Was it denial launching an inner protest or something more? Nick had one shot of finding out. Tucking his pride between his legs, he dialed the last number he had for Cutter.
Six numbers in, the phone rang in his hand, the caller ID blank. Curious, he took the call. "Hel—"
"I've got information about your girlfriend," said a man. "Meet me at the wharf in an hour. Alone."
Nick opened his mouth to speak but the line was already dead. Stunned, he sank into the sofa cushions. He'd been back in town less than a week. Very few people knew he'd returned, but that wasn't what left him reeling.
It was a throwaway phone. No one had the number — not even his new slum lord.
Yet someone knew.
Someone knew too much.
Hesitation buried, Nick dialed Cutter. With any luck, the number was still active.
"Bob's Moving and Storage."
Nick's shoulders loosened with relief at the sound of Cutter's voice. He thought fast, taking the cue. "I need a truck on the nineteenth," he said. Nineteen. The first of three numbers he once used to identify himself. "It'll take four guys about three hours. You got anything?"
The blip of silence that followed was the closest thing Cutter had ever given to showing surprise. "Might," he said slowly. "What's the address?"
"Clark Street." Not the most original of ploys to use Rhys's last name, but Nick wa
s off the force. He had neither precedent nor basis for cold-calling a former contact. With no business on the table, he couldn't afford to be too cryptic.
Cutter swore. "Bad neighborhood. Don't know if I can get a man in there, but I'll see what I can do. How can I get back in touch with you?"

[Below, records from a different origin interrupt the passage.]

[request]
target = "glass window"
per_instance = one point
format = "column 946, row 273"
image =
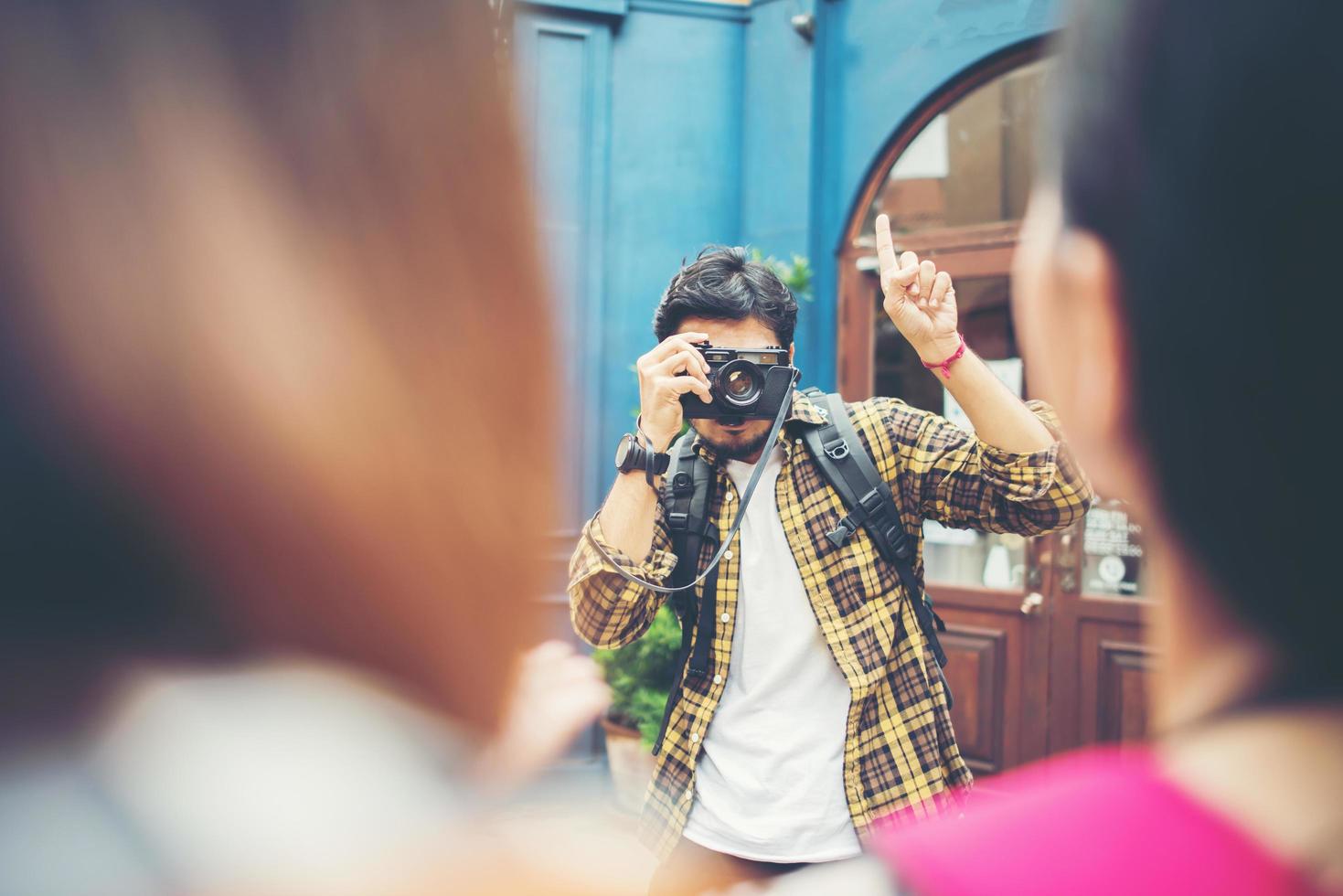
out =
column 955, row 195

Nick gave him the number. He was just about to hang up when another thought occurred. "Hey, know anything about the real estate down by the wharf?"
"That's a big area. You want to narrow that down a little?"

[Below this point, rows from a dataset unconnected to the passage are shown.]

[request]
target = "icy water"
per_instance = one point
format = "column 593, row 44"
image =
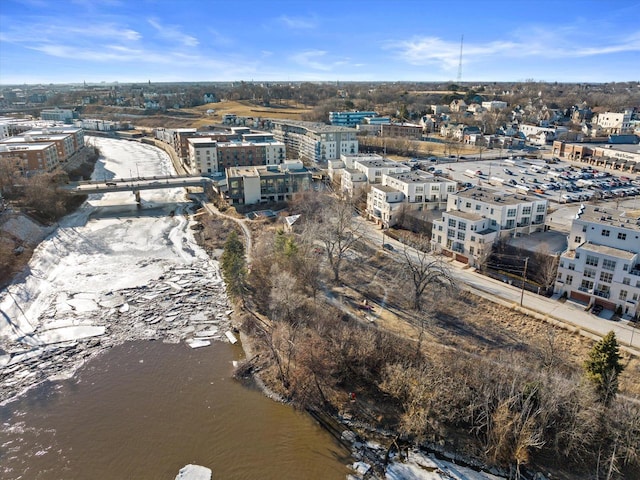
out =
column 139, row 409
column 145, row 409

If only he could. "Any vacancies?"
"I ain't no real estate agent, buddy. Just avoid the south end. There was a fire down there not too long ago. The vandals moved in after the salvage crews cleared out."
"Thanks, man."
"Yeah. I'll be in touch about that job."
Nick waited for Cutter to disconnect, then tossed his phone on the gargantuan wooden spool he'd found along with the sofa in the alley, cussing when the device slid across the rough surface and fell through a hole in the top. He'd only been back in town a few days but it was past time to buy furniture. Funny how the petty crap seemed to matter at the worst of times. Distraction was both the first and last thing he needed.
Kinda like Rhys.
Frowning, Nick dug from his duffle a pair of black jeans and a charcoal sweatshirt and changed into the darker clothing, pulling the sweatshirt over his long-sleeved tee. He glanced at his coat with its flashes of safety-reflective neon and elected to leave it behind. Then he wondered where Rhys was — how she was — and if she was cold or hurt. His mind immediately went back to the night he shot her and his own familiar cycle of pain began again. Would he see Rhys? His heart accelerated with the thought. With a shiver that had nothing to do with the drafts gusting through the cheap window casements, he retrieved his phone and silenced the ringer. Then he left the bleak, cold apartment for the bitter night.